Speaking of the soldiers, I found it interesting that they were portrayed as sadistic, brutal and/or crazy OR extremely young and inexperienced. Which made me think if that was truly the case and if it was planned as young, inexperienced soldiers might be more likely to follow orders and crazy ones would do what was needed?
What affected me the most?
The end of the crazy leader of the soldiers was horrific. Even with all the atrocities that happened in the film and all the violence, it was what bothered me the most. If you want to stop the violence, why not just shoot him… why cook him? I’m still shuddering. But I think the part that bothered me the most was that it should have been the violence against the innocent villagers that outraged me and stayed with me – and of course, it did as I did some research into the history after the film – but I still can’t get that one scene, along with the stabbed grandmother talking so kindly with her killer, out of my mind.
While the artsy stylist elements often gave the film a surreal feel for me, there were still emotional moments. One of the ones that stood out the most was when the one villager found his mother dead and his house burnt (although I could have done without seeing the villagers eat the potatoes that were cooked in the house fire that the mother died in).
But I think the ending was both fitting and the scene with the most emotion. When the papers (sorry, I don’t actually know what they are called) were burned next to the various deceased in the film, it was stark, beautiful and moving. It tied everything together and was a subtle, yet effective way to end Jiseul.
Thoughts from the Q&A
There were two points that stood out for me from the commentary before and Q&A afterwards. Oh, there were a lot of interesting points and things said that made me think and want to study the subject more, but two points stood with me the most.

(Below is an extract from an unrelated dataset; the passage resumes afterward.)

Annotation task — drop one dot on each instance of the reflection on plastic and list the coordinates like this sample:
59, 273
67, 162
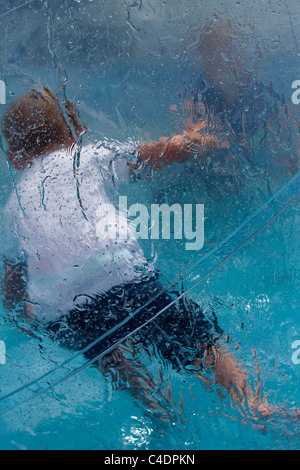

First, a comment from the commentary before the film, that Jiseul was subtitled in Korean when it was screened in Korea because it’s entirely in the Jeju dialect. While this happens occasionally with people speaking English in documentaries that are for an English audience, it always seemed to emphasize that whomever was subtitled was different to me (which I’m not sure is/was the point) and made me think more about language.
Finally, the other interesting comment from a Korean-Canadian guy (he self-identified himself as such) – he said (and I’m paraphrasing) that he thinks it’s very important to show films like this to the Korea diaspora so that they know their history – good and bad – especially with all the hype nowadays about K-pop. I agree, I think knowing one’s history is important to all people and films are great for encouraging discussion and reaching out to audiences that may not have otherwise been interested in the topic. But there’s always the worry that people will take film as fact.
Jiseul, which as was pointed out to the audience means “potato” in the Jeju dialect, was a powerful, if a little surreal, film about a massacre that happened during a political uprising and turbulent times in Korea. While there is a lot happening in the film, some of which I talked about above, one thing I didn’t mention was that I was a little disappointed in the lack of context or explanation of the events of the time but perhaps that is just me as I’m insatiably curious and a bit of a history buff. Films that deal with subject matter like which appears in Jiseul are extremely important and Jiseul was an interesting take on the subject. Definitely worth watching.